Well it hardly matters now that France exited ungraciously and the defending champion Italians were prematurely booted out, or that all the gossip mill dirt of the English players is surfacing or the highest paid player Christiano Ronaldo continues to underachieve on the sport’s biggest stage, the expat bars with balls from Ermita to Cainta and from Baguio to Zamboanaga will go on buzzing and humming with assorted brews and unintelligible languages until the small hours or the bar closes, whichever comes first.

There are few things that are as breathtaking as the beautiful game expertly played, and here the World Cup has plenty of that, despite the usual idiot dampers. When Brazil is on the attack it is like dancing the samba; Argentina on the offensive harkens back to the time of the gaucho on the wide open plain face to face with the elements; Germany on the counterattack would have their prime minister cheering like a girl again, and Spain’s precision passing at midfield is like watching the intricate interiors of a giant clock, or is it the Netherlands’ clockwork orange we’re seeing?

The fly in the ointment is that after the month-long feast in South Africa it will be likely back to the usual basketball drudgery, with points aplenty and less whiners and floppers (thanks to crucial game-changing video reviews), but what do you know, LeBron has joined Wade and Bosh in Miami for a heated chase of an NBA ring.

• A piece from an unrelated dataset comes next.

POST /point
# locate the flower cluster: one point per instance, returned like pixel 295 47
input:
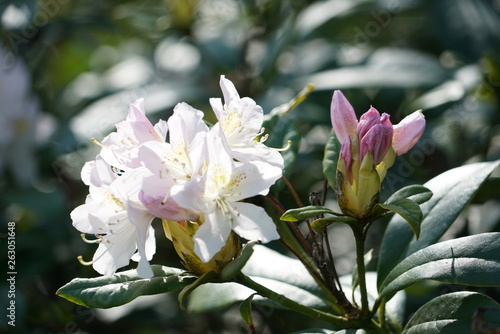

We can only content ourselves with the occasional coverage of the Premier League or La Liga or Serie A, or the intermittent international friendlies, while trying to get the buzz to last for the next four years. In flooded Paco park, or in Ermita somewhere between Padre Faura and UN Avenue, Pinoys and expats deep in their beers in the wee hours shouting, “Goal” so close to “Gaol,” a captive but willing audience.